Is Jerry Falwell Jr. an idiot or a genius? Falwell, the president of Liberty University, has hit the jackpot with Liberty’s incredibly popular—and incredibly lucrative—online programs. Falwell has plowed that money into Liberty’s brick-and-mortar campus. Is Falwell a higher-ed visionary? Or does he simply not recognize the way things are really going in higher education?
The money is hard to ignore. Between 2006 and 2012, Liberty’s net assets increased from $150 million to $860 million, thanks mainly to its booming online business. Instead of using those funds only to increase online education, Liberty has bankrolled an ambitious sports program and a recession-busting campus building program.
Most campuses are going the other direction. At traditional schools, including my beloved State University of New York, presidents and chancellors are scrambling to find ways to profit from online education.
Perhaps Liberty’s got something to prove. Founded only in 1971, it originally met in the basement of the Thomas Road Baptist Church. As I explore Liberty’s archives this week as part of the research for my next book, I’m finding reminiscences of those early years. One early ministry student remembered that he used to have revival meetings on the “old trash dump road” above the current campus. There was no campus back then, so these earnest “preacher boys,” this alum remembered, used to
pray, sing, and practice preaching for about an hour to an hour and a half. We would pray and preach in the Spirit! Walking, shouting, and praying up and down that road, calling out your name to the Father, tears streaming down our cheeks!

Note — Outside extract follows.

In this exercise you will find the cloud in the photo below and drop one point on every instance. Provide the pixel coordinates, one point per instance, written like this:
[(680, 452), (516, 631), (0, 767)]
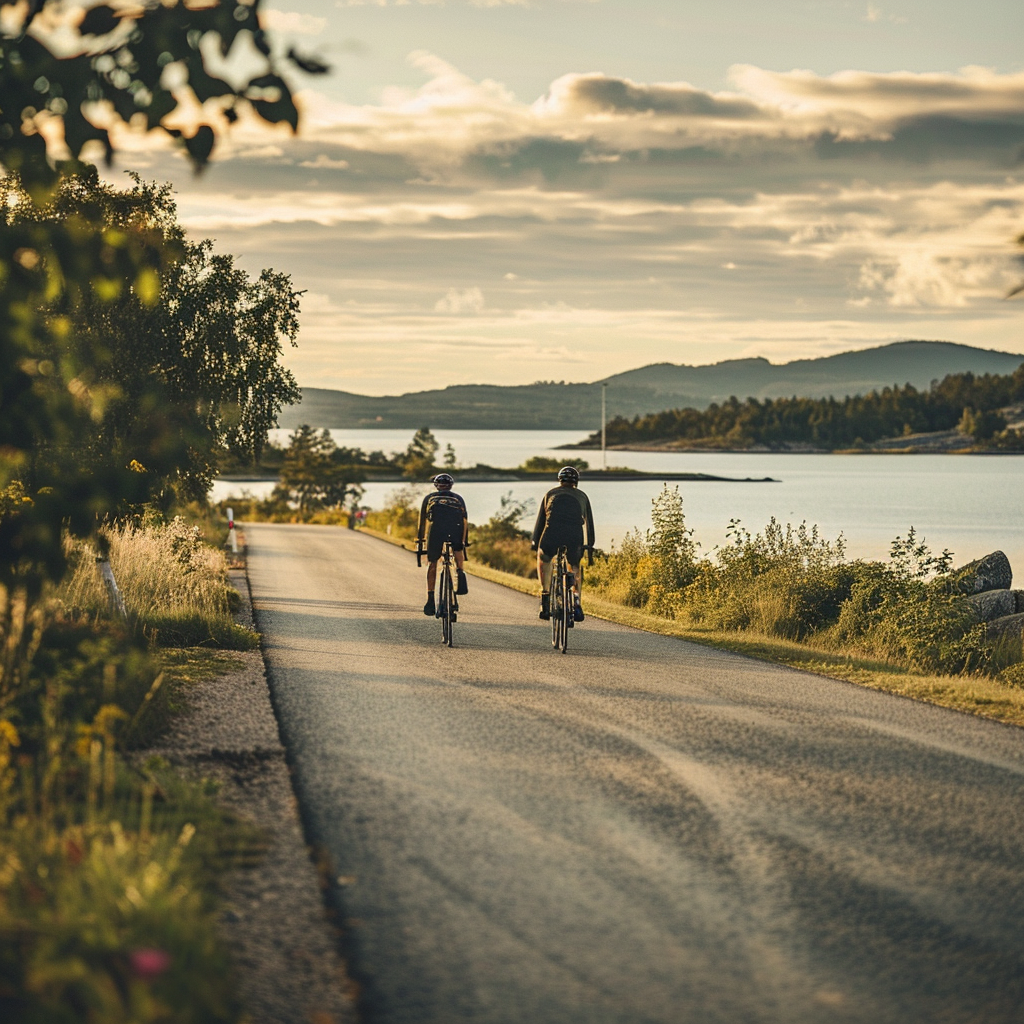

As do most fundamentalist schools, Liberty feels a constant need to prove that it is just as good, intellectually, as mainstream universities. As first president Pierre Guillermin put it in an early fundraising letter, any Christian college must maintain “performance standards of unquestionable academic excellence and admirable professional credibility.”
The campus building program may result from a deep need to prove that Liberty is a real university, not just a fundamentalist camp meeting. Or it may be something more strategic. College administrators these days are wracked with anxiety about the future of higher education. Will students in the future simply take classes from a menu of online providers? Will giants such as MIT and Harvard provide the world’s best content online? Can smaller schools continue to exist?
It seems President Falwell is betting big that people will continue to want a traditional campus, with traditional amenities such as sports programs and libraries.
I think he’s right. So far, the leaders in Massive Open Online Courses are not start-up companies in their garages, but established schools such as MIT and Harvard. People still have high expectations that their education—even their online classes—will come from a “real” university.